The increases were necessary to restore depleted slush funds later used by Mr. Malloy to bribe multi-billion dollar companies such as United Technologies to remain in a state that has driven away from its doors wealth producing, over-regulated and over-taxed companies. A cut in all business taxes might have lifted all the boats – leveling the playing field at the same time, now tilted to benefit Mr. Malloy’s pet companies -- but progressives such as Mr. Malloy preferred to engage in crony capitalism, a process in which taxpayers assume all the risks of Mr. Malloy’s “investments,” while state assisted companies consume all the tax benefits. The same taxes and regulations that kill entrepreneurial activity in Connecticut boost the political fortunes of its crony capitalist politicians.
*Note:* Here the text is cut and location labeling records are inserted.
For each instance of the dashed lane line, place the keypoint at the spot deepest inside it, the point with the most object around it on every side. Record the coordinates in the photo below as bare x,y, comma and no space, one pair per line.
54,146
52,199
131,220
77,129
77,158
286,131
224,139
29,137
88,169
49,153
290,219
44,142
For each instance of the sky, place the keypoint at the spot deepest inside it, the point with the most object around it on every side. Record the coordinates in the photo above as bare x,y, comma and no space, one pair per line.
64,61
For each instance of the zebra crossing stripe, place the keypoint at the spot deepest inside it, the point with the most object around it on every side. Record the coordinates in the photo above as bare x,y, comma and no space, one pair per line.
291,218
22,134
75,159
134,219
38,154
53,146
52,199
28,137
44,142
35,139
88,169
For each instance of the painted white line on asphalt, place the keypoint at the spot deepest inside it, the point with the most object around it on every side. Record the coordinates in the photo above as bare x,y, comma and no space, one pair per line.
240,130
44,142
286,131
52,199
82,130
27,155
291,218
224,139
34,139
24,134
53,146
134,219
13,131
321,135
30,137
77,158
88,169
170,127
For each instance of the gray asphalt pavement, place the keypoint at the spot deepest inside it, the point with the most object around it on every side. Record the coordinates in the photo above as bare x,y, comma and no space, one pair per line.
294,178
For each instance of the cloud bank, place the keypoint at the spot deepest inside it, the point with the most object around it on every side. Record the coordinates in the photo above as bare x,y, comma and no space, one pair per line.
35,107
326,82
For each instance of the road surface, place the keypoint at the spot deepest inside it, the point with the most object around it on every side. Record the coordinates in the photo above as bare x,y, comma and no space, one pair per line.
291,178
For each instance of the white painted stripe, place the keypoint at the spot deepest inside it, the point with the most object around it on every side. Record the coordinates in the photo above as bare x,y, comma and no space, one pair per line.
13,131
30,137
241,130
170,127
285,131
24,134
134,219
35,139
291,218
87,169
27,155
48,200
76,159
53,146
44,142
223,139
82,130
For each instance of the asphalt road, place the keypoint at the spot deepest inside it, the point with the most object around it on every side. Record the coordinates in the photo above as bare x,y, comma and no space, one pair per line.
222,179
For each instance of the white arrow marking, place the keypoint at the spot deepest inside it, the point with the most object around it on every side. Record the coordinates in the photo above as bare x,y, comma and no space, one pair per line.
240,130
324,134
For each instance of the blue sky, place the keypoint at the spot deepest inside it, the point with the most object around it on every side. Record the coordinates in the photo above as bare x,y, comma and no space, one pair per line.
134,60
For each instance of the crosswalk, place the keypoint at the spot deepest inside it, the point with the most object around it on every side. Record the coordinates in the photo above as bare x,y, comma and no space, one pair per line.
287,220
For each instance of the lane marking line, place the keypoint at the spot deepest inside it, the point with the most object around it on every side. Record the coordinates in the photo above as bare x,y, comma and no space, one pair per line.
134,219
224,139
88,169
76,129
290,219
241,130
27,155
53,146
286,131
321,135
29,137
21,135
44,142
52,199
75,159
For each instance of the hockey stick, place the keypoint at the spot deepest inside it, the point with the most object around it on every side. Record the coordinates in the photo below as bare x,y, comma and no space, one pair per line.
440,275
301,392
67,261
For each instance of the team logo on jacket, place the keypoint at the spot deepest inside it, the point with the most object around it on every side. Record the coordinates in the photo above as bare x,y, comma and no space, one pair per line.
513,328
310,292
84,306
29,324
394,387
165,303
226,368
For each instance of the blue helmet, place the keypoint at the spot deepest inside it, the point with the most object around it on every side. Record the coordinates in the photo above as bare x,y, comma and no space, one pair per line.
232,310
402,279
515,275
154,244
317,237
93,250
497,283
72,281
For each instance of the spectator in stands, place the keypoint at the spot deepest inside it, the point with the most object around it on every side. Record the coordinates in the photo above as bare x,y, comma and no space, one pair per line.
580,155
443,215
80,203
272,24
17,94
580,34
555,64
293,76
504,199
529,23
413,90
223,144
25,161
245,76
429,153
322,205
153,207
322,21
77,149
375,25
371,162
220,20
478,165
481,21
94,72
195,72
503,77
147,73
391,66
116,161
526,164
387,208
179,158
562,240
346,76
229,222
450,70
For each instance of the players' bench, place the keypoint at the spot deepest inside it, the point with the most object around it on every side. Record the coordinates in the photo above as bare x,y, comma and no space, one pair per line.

Within Connecticut’s Democratic Party, effective opposition to ruinous taxation, over-regulation and crony capitalism has all but disappeared. In Connecticut, and elsewhere in the Northeast progressive rustbelt, what used to be called, rather wistfully, “the vital center,” a moderate media res between right and left, has vanished, the center having moved to the extreme left. Mr. Malloy has become the Eugene Debs of Connecticut politics. There is no effective and active opposition to his right, either from right of center Republicans or vanquished Democratic moderates.


So then, Connecticut citizens may expect during a second Malloy term higher taxes, more spending, more crony capitalism, more puff-puffery from politicians who have pledged to rescue the state from the ditch into which they have driven it, more cuckoldry from Connecticut’s quisling media and more progressivism, which is itself the disease it purports to cure.